This repository is the codebase of experiments and artificats of paper "[Experiments & Analysis] A Deep Dive Into Cross-Dataset Entity Matching with Large and Small Language Models".
It includes the basic components and configurations for reproducing the evaluations described in the paper. For detailed implementations of each method, please refer to the original implementations linked here.
- ZeroER: https://github.com/chu-data-lab/zeroer
- Ditto: https://github.com/megagonlabs/ditto
- Unicorn: https://github.com/ruc-datalab/Unicorn
- AnyMatch: https://github.com/Jantory/anymatch
- Jellyfish: https://huggingface.co/NECOUDBFM/Jellyfish-13B
- MatchGPT: https://github.com/wbsg-uni-mannheim/MatchGPT
- FM-Data-Tasks (GPT3): "https://github.com/HazyResearch/fm_data_tasks"
- TableGPT: https://github.com/microsoft/Table-GPT
We use ten recognized benchmark datasets from the Magellan repository (the first eight are widely used in existing studies), along with the WDC dataset, which is a recent addition from the e-commerce data. For detailed source information about these datasets, please visit the links provided below:
| Abbr. | Dataset | Link |
|---|---|---|
| wdc | wdc | wdc |
| abt | abt_buy | magellan |
| amgo | amazon_google | magellan |
| beer | beer | magellan |
| dbac | dblp_acm | magellan |
| dbgo | dblp_scholar | magellan |
| foza | fodors_zagat | magellan |
| itam | itunes_amazon | magellan |
| waam | walmart_amazon | magellan |
| roim | rottentomato_imdb | magellan data |
| zoye | zomato_yelp | magellan data |
The training and validation sets for each dataset originate from their respective sources. However, the test set is down-sampled to a maximum of 1,250 samples to optimize the cost of OpenAI API calls. For all baseline comparisons, the test set remains identical, adhering to the same leave-one-dataset-out configuration.
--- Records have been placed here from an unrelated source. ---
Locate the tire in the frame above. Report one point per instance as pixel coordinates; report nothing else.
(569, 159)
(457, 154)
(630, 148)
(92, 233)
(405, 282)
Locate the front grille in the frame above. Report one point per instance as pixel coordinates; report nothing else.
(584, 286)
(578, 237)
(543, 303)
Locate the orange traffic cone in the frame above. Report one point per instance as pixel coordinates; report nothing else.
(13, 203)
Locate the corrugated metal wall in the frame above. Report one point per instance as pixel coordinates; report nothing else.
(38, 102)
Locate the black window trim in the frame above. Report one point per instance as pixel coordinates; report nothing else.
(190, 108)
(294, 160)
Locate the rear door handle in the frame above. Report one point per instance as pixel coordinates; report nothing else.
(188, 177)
To conserve space, only the raw datasets are included in this repository. The code for processing and formatting them is available in data/data_preparation.ipynb. The datasets are first processed into a base format, which is subsequently adapted to create method-specific datasets.
Moreover, to address the data leakage issue that might happend during fine-tuning phase, we conduct a SQL analysis to validate there is zero overlapping datapoints between any pair of datasets, which can be found in data/data_leakage.py.
We compared the efficency of the following cross-dataset matchers, from both the predictive quality and cost dimensions.
The code can be found in the zeroer folder. We use the vanilla implementation with the application of the transitivity constraint. To run the experiments, navigate to the folder and run --
python zeroer.py DATASET_NAME --run_transitivity
The code is located in the ditto folder. To comply with our 'leave-one-dataset-out' strategy, the training, validation, and test data must be configured accordingly, resulting in a new config.json file in the folder. Additionally, the dataset needs to be serialized into a format that Ditto recognizes. We provide the necessary code for this in the 'ditto/data' folder. To run the experiments, navigate to the folder and run --
python train_ditto.py \ --task DATASET_NAME \
--batch_size 64 --max_len 64 --lr 3e-5 \
--n_epochs 40 --lm bert --fp16 --da del --summarize
The code is located in the unicorn folder. To ensure the evaluation aligns with the 'leave-one-dataset-out' strategy, we adjust the 'dataprocess/dataformat.py' file, using an ordinal number to represent each dataset that is left out. To run the experiments, navigate to the folder and run --
python main-zero-ins.py --pretrain --model deberta_base --loo DATASET_ORDINAL
The code is located in the anymatch folder. To run the experiments, navigate to the folder and run --
python loo.py --leaved_dataset_name DATASET_NAME --base_model BASE_MODEL
The code is located in the jellyfish folder. We use the prompt suggested by the authors and download the model directly from Hugging Face for inference. A script to run the experiments is also provided
python jellyfish.py
The code is located in the matchgpt folder. Instead of using a notebook for all experiments, we adopt the same prompt system described in the original MatchGPT paper and convert everything into a Python script for improved parallel execution. For GPT models, we provide code both with and without demonstrations. To run inference with GPT models, please use the following command:
python gpt.py --mid MODEL_ID --dem DEMONSTRATION_METHOD
To run other open models, use the following command:
python open_models.py --mid MODEL_ID
We are unable to evaluate these two models because TableGPT is not open-sourced, and GPT-3 has been deprecated. Therefore, we include their results from the original papers for reference.
We provide the code to run the throughput experiments. To run the experiments, please use the following code:
python throughput.py --model_name MODEL_NAME
The raw results for the reported numbers in Table 3 and Table 4 can be found in results. Moreover, a separate notebook containing all the analyses presented in the paper is available in results/analysis.ipynb.